The amount of money pensioners unlocked from their homes rose by 14% during the second quarter of the year, bucking the trend in the wider mortgage market, figures show.
Despite falling house prices, retired people collectively released £275.7 million from their properties during the three months to the end of June, up from £242.7 million during the first three months of the year.
Industry body Safe Home Income Plans (Ship) said the jump may have been driven by people bringing forward plans to cash in on their home's value due to fears that property prices would fall further.
It added that pensioners' finances may also be coming under pressure from rising food and fuel prices.
But despite the quarter-on-quarter increase, the value of equity release plans taken out was still down on the record figure for the second quarter of £302.3 million, reached in 2007.
Andrea Rozario, director general of Ship, said: "This success underlines the robust health of the equity release sector despite the impact of the credit crunch that is having such a negative effect on the mainstream mortgage market.
"It also serves to highlight the distinctly different forces that drive the equity release market relative to the mainstream market, including the fundamental pressures of the UK's ageing population, falling levels of pensions contributions and the very high levels of personal wealth held in housing equity."
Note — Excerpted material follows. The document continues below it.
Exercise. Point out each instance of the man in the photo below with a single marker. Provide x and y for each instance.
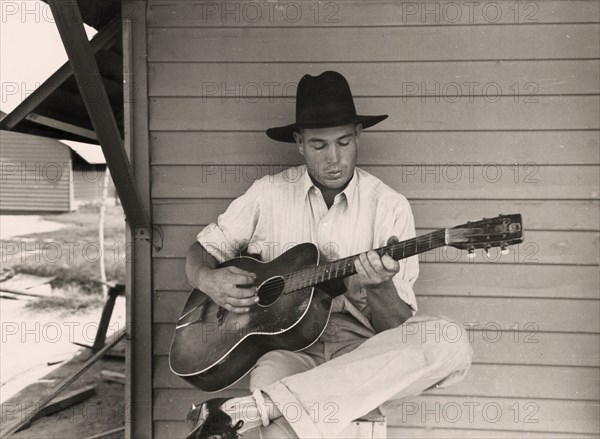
(366, 359)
Equity release enables retired homeowners to access money tied up in their property without having to move.
They can do this either by taking out a lifetime mortgage which is repaid when they die or finally sell their home, or by selling a proportion of their property to a home reversion company.
Ship said lump sum lifetime mortgages remained the most popular type of plan, accounting for 53% of the total, while drawdown mortgages, which enable people to borrow money in stages, accounted for 42%. But only 5% of people unlocking money from their home opted for a home reversion scheme.